A problem with the whole “potential person” argument is that there are a basically uncountable number of “potential people” who will never exist. So the whole argument goes straight into “every sperm is sacred” territory if taken seriously, since every last sperm or egg cell that goes unborn is a potential person that will never exist. And even then it’s physically impossible for us to ensure that even a minuscule percentage of potential people exist, even if there was room in the world for so many people which there isn’t.
People working themselves up into a guilt trip over people who aren’t actually real is self destructive, and persecuting other people in the name of those nonexistent people is outright immoral.
It isn’t a “personal struggle”. I just cant fathom the lack of nuance on both sides of the table over there on the left side of the pond. And I’m impressed that you guys are pulling medically necessary abortions into the discussion.

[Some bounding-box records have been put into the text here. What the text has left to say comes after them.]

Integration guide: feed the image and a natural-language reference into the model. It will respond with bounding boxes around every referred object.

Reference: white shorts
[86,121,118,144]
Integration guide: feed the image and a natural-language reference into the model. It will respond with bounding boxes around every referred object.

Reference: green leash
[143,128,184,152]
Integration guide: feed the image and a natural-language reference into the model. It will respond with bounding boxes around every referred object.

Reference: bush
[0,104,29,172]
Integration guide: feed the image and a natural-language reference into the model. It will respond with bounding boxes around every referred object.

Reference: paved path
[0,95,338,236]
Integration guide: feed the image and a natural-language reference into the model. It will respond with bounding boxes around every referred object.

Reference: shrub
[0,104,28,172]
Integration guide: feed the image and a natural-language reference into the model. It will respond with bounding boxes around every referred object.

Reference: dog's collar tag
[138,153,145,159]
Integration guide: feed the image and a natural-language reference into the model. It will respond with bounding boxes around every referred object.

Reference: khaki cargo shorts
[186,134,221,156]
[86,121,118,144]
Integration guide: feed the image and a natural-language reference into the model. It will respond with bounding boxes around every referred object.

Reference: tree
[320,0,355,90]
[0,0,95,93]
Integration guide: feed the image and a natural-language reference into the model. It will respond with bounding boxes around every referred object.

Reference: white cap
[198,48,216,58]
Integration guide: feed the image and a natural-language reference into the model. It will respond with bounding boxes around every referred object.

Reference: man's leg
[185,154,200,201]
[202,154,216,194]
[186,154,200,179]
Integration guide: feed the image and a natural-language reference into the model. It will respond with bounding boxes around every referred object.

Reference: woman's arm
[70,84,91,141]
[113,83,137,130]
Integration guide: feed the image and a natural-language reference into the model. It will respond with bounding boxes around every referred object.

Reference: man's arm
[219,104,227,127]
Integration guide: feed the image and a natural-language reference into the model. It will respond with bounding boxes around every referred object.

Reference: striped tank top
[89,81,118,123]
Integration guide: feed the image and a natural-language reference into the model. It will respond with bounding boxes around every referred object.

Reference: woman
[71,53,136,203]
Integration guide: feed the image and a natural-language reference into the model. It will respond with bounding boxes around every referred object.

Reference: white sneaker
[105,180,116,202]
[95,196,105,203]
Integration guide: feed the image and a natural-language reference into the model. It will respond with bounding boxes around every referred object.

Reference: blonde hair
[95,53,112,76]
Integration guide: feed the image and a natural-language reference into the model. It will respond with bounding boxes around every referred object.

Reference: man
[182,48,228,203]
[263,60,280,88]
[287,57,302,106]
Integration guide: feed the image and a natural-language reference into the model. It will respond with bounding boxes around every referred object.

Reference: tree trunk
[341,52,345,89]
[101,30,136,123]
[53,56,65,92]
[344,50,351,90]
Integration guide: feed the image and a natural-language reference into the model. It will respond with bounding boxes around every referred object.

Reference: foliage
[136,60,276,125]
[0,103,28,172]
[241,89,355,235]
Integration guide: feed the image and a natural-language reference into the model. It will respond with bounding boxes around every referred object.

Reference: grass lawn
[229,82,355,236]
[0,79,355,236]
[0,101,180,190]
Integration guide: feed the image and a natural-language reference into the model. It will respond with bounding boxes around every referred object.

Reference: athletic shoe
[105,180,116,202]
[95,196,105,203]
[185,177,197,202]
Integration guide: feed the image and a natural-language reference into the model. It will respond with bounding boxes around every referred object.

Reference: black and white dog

West European countries have a time limit for elective - not medically necessary - abortions. That limit varies by country, between 10 and 24 weeks. Cite We don’t have the extremely polarized debate you guys have. Different countries have reached different compromises between the woman’s right to their own body and the unborn child’s right to life, but nowhere - except from a small minority of crackpots - can we see that kind of trench warfare you guys have.
And with that, I’m checking out, because it’s become pretty obvious that it isn’t possible to have any kind of civilized discussion on this topic here.
This is because you are totally unaware of the nature of the recent abortion laws in the US. Even if there is a carve-out for abortions to save the life of the mother, it’s written so vaguely that doctors are afraid they might be prosecuted. And that means jail time as well as losing their license. So medically necessary abortions have been effectively banned.
Also, you are apparently unaware that even under Roe v Wade, there were limits on purely elective abortions, which, surprise! varied by state.
Honestly, i would, too, if i had the luxury of knowing my daughter’s abortion rights were secure.
My sister has said much the same. She was an unplanned 4th baby, and despite abortion being illegal at the time, my mother’s doctor offered to terminate the pregnancy. (Back then, it was fairly easy for a doctor to write up an abortion as therapeutic.)
Really? It wasn’t so long ago that Ireland finally liberalized its abortion laws after a woman died extremely unpleasantly of untreated pregnancy complications. I think you are confusing “compromise” with women being crushed into submission and persecuted. And killed.
Thanks for telling me what I’m aware of and what I’m unaware of. Of course you know that better than I do.
EDIT: Mods, I think it’s time to move this trainwreck to the Pit.
Moderating:
At the request of the OP, this thread is moved to the Pit.